# UNO Film Production (2012-2013)



## kelpike (Feb 7, 2013)

Hi Everyone! 

I decided to go ahead and apply to the University of New Orleans based on its mention in the Film School Confidential and the fact that so much industry work is happening in New Orleans right now.  But, I've had a difficult finding much info. about the program.  Even Film School Confidential is kind of vague about it, due to the uncertanties of its post-Katrina development.  Does anyone have any information or interest in this program?  

Thanks!


----------



## Joshua J. (Feb 5, 2014)

Let me preface this by saying I had a 3.95 grade average, was president of UNO Filmmakers, directed an award-winning spring film for the department, and played a small hand in helping start the UNO Film Fest. I say all this to explain that I'm not a "sour grapes" or "F" student who couldn't hack it, I was a huge supporter during most of my time there, and forgave a lot of what I saw happening.
Professors were frequently unprepared for class, the hands-on part of the syllabus was often abandoned for lack of preparation on professors' parts.

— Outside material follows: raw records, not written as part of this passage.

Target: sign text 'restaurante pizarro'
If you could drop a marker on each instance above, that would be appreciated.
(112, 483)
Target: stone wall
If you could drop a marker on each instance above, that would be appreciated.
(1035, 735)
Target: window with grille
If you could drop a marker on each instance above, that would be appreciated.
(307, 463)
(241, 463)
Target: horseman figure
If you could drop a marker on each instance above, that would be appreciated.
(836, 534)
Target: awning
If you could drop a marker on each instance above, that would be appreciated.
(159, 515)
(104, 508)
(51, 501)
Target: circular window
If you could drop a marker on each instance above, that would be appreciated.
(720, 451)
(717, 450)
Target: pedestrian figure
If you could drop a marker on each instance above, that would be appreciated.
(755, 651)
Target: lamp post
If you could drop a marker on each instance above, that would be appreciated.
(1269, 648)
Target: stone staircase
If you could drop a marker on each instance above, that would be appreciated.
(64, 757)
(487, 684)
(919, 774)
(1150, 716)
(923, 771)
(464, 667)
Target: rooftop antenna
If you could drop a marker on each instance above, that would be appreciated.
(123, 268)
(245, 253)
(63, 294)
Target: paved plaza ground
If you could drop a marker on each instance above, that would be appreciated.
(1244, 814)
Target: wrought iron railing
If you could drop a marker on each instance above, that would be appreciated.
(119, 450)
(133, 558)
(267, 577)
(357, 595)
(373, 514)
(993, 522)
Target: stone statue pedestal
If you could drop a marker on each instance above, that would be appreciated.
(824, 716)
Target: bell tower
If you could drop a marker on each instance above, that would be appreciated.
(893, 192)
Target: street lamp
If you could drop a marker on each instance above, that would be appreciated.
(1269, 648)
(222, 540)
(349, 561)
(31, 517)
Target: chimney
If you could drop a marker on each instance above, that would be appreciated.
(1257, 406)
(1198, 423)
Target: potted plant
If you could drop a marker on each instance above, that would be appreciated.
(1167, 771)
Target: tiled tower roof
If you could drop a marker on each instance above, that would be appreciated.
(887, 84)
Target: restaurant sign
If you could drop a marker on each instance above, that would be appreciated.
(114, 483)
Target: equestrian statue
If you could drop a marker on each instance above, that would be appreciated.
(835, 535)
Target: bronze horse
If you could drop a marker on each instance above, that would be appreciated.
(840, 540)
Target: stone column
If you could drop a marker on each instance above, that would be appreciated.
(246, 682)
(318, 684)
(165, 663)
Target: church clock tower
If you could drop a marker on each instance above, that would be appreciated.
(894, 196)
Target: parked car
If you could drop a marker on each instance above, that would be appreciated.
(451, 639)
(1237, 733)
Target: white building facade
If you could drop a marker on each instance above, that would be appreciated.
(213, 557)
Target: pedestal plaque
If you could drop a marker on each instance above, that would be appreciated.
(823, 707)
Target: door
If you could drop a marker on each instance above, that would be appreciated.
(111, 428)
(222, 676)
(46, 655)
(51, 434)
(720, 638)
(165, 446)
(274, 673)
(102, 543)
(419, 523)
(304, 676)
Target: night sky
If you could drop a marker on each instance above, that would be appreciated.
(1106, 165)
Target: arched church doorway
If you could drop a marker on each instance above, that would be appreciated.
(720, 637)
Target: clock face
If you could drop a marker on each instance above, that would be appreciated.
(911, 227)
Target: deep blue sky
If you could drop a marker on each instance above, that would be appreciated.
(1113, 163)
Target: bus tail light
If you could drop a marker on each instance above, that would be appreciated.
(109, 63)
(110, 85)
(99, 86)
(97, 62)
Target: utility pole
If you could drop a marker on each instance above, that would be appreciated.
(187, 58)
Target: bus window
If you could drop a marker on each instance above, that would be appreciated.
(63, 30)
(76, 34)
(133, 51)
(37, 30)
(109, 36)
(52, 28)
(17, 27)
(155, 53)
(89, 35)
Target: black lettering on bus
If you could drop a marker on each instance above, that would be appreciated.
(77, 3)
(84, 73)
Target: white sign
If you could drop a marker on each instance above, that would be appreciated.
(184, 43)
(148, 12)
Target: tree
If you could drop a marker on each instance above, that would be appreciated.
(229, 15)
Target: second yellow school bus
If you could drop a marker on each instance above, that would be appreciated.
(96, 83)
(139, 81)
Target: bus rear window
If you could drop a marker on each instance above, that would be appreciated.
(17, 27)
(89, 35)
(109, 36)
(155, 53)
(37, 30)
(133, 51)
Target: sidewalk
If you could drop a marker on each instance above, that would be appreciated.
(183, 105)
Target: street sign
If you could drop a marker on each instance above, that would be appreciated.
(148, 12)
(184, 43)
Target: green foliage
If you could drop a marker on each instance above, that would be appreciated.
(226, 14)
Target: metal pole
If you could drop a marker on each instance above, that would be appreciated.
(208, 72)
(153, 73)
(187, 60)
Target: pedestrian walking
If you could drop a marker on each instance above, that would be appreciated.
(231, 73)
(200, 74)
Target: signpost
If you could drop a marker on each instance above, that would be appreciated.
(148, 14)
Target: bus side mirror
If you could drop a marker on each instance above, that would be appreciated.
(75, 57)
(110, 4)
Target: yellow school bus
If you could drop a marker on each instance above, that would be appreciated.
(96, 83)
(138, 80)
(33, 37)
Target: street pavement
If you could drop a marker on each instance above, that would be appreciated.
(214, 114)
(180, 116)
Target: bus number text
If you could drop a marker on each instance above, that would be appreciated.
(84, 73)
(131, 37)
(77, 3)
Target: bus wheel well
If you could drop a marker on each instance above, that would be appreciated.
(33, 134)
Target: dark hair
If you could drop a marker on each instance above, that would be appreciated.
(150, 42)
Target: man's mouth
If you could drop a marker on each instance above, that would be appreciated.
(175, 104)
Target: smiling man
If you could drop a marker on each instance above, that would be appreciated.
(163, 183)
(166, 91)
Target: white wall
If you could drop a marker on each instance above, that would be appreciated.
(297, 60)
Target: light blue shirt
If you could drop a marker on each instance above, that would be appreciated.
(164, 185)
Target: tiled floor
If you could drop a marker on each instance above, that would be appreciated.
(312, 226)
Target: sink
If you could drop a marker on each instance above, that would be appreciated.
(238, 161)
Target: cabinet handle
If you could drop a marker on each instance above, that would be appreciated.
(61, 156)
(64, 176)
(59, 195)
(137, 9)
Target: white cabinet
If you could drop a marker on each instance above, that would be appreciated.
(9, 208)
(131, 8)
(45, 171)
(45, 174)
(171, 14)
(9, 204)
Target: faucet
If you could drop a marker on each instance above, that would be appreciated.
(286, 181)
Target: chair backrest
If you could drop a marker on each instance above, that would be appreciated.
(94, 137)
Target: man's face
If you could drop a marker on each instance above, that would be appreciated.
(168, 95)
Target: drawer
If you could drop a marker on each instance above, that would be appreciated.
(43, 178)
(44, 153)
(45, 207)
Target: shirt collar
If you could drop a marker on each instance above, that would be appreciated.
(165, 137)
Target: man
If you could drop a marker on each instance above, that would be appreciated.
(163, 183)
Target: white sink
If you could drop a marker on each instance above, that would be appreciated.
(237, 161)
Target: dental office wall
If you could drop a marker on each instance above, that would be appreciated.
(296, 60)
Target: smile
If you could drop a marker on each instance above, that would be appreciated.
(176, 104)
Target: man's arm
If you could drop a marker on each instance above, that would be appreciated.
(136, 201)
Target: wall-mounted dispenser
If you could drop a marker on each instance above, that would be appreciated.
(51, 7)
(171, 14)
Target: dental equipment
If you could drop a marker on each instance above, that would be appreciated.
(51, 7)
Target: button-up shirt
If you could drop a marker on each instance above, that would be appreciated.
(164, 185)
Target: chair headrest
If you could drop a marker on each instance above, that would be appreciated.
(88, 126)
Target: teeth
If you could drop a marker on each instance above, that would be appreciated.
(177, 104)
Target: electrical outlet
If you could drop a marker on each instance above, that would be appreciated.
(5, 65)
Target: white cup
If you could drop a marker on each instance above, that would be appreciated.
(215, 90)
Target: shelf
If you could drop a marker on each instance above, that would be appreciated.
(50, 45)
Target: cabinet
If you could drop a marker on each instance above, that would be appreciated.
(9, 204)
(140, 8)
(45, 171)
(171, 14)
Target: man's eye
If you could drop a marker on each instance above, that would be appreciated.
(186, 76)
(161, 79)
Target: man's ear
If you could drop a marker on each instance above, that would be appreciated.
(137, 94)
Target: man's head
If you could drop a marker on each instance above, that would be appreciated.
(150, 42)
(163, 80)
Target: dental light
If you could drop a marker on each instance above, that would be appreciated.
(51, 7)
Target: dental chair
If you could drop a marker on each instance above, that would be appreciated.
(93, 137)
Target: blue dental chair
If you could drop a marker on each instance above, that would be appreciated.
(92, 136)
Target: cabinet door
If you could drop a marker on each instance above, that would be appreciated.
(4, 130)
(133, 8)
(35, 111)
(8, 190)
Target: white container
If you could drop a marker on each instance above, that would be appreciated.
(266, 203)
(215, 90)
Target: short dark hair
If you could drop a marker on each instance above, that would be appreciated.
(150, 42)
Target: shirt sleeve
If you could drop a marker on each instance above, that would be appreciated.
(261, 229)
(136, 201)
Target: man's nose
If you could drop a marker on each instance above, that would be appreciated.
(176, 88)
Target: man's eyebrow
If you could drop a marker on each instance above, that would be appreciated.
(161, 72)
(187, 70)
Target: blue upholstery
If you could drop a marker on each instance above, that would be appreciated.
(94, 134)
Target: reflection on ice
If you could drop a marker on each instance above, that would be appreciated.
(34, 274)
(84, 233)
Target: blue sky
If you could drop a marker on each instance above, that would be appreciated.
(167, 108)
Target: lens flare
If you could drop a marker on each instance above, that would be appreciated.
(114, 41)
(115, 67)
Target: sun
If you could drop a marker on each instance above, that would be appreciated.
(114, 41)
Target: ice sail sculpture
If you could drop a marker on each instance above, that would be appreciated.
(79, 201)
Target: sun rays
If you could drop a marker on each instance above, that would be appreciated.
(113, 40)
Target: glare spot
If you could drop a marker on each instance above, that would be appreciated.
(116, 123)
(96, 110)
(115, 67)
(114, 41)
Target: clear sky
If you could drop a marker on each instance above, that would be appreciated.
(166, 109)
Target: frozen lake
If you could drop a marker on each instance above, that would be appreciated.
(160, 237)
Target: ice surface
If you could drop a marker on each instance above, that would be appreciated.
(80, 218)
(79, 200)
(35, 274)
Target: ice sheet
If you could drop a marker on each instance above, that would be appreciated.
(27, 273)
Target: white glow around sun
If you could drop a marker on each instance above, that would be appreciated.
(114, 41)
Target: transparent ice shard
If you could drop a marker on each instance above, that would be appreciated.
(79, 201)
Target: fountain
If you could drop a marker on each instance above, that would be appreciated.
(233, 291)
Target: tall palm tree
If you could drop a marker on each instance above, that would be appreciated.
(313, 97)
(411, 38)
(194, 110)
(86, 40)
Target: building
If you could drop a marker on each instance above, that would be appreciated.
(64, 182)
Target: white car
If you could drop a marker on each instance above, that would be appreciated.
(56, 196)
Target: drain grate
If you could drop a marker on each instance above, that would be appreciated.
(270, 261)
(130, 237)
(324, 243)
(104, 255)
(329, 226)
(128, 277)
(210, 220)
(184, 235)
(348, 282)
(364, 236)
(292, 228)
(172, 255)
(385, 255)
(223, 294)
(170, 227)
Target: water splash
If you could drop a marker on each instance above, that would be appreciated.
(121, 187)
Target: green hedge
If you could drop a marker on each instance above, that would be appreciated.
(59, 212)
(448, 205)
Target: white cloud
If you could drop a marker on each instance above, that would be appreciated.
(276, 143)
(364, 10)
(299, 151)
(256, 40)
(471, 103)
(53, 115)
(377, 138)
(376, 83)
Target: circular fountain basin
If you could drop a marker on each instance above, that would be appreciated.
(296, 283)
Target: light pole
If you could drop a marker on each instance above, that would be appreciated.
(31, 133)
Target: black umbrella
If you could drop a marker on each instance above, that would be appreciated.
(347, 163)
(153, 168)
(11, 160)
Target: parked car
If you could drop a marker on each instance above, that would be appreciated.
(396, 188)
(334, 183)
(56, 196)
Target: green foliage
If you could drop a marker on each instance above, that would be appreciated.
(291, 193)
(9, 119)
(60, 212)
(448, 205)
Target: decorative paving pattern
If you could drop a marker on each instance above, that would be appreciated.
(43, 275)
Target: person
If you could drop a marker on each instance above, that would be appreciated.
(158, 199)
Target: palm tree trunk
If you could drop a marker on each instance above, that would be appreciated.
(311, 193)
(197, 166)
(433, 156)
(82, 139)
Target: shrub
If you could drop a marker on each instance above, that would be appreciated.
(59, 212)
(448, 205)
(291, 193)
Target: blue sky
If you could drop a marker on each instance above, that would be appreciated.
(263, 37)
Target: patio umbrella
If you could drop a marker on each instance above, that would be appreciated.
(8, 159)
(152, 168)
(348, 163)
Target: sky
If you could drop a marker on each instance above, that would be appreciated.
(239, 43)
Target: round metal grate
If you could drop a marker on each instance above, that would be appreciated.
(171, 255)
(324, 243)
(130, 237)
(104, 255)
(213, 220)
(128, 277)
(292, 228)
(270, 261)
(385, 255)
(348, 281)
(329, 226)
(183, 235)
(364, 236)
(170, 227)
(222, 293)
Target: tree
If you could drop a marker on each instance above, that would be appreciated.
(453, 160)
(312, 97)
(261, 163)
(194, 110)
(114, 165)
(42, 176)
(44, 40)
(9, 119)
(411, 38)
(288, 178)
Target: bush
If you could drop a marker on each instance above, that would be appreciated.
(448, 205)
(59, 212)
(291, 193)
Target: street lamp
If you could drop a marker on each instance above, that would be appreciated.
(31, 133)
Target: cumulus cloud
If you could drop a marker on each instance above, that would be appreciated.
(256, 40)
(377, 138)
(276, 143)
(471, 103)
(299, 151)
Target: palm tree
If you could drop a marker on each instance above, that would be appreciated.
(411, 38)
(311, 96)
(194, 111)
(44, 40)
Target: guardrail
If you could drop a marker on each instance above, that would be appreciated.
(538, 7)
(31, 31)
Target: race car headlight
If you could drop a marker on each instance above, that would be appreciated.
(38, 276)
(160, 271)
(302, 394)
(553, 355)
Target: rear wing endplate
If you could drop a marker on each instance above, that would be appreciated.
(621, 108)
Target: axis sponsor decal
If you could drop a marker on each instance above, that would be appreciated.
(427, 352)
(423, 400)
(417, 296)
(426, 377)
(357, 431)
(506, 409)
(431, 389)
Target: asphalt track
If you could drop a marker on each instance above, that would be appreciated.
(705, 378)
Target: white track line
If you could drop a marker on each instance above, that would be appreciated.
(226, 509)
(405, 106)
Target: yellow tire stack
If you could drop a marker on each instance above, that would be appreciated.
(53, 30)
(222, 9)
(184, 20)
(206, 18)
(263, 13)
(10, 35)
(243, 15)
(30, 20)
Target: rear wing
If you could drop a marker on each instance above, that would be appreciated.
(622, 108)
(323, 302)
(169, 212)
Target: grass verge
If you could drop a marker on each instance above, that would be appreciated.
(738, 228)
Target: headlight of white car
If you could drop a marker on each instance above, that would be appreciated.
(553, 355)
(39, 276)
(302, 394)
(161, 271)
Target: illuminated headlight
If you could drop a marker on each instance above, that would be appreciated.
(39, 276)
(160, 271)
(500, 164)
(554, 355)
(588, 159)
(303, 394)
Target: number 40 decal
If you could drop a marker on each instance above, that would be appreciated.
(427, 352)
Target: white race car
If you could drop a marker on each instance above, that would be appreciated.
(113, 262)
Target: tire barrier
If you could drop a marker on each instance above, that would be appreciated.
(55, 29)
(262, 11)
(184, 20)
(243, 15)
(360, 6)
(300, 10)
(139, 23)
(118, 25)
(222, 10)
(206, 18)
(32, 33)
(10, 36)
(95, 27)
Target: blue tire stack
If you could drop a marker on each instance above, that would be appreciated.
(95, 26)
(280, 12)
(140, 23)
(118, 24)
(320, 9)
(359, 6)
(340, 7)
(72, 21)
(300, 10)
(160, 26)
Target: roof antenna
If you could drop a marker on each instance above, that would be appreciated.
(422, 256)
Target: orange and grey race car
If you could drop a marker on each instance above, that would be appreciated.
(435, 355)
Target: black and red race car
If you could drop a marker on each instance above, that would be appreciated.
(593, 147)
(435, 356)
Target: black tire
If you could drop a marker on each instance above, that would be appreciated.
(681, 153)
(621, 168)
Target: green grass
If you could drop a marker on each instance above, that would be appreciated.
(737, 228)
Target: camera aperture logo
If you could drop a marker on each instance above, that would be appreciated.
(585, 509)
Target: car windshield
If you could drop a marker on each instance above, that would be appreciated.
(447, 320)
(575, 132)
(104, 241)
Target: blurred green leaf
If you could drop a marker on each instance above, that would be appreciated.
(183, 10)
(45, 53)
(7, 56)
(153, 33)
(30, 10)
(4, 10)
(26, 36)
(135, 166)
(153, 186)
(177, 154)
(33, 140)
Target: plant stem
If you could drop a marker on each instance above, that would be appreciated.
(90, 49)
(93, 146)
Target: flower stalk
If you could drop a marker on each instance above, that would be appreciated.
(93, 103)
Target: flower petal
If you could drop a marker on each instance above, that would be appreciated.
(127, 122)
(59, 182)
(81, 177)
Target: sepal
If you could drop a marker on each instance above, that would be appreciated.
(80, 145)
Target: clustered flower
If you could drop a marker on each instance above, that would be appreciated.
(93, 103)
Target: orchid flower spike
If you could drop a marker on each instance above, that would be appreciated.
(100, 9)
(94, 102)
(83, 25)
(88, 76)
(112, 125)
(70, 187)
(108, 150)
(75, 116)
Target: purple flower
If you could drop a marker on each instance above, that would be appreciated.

Only 2 out of around 10 MFA students in my grade decided to complete it -- and none of them within a year of when they were supposed to graduate.
I once caught a professor bad-mouthing me to another grad student with his office door open as I was walking by the office. I later called him out on this and was told I better watch what I say. He then demoted me from my position managing the media center without being able to tell me a single thing I had done wrong.
I eventually had to report my professor for misconduct for letting me make a 96-minute feature film over the course of 2.5 years then being told out of the blue at my defense that I was failing and not even allowed to defend! It turned out professors had not watched the 3 preview cuts of the film I'd delivered them over the course of those years, they were "too busy."
I was told I could make a whole new film at my own expense of around $10-15,000 (and without loans since I was no longer a full-time student)! Initially, I had been told they weren't allowed to grade me on the artistic quality of my film, so I guess I was being graded on its politics (which my professor made abundantly clear he disagreed with).
I mentioned that they had passed some much worse films in my time at UNO, professors even agreed with me. One giggled sheepishly. They wouldn't say specifically why mine was being failed, but its my opinion that politics played a role (my thesis chair was fond of discussing his Christianity and right-wing politics with students).
All I wanted was a chance to complete my degree -- even at my own expense -- but by the time I saved money to return my first semester's credits were about to expire. So, the university would have to approve my re-entry -- which they chose not to, despite my good record. They said whatever I was taught by them years ago was no longer relevant in the industry -- as good a reason for not attending UNO as I can think of!
We were assigned thesis professors, rather than given any input on our thesis committee. It's a very top-down, authoritarian department with a lot of politics, and my experiences trying to take the issue to the university lead me to believe the whole university is structured that way. The number of graduate students who proceed to graduation on-time are almost non-existent, and there are a really high number who decide not to graduate at all because of the departmental BS.


----------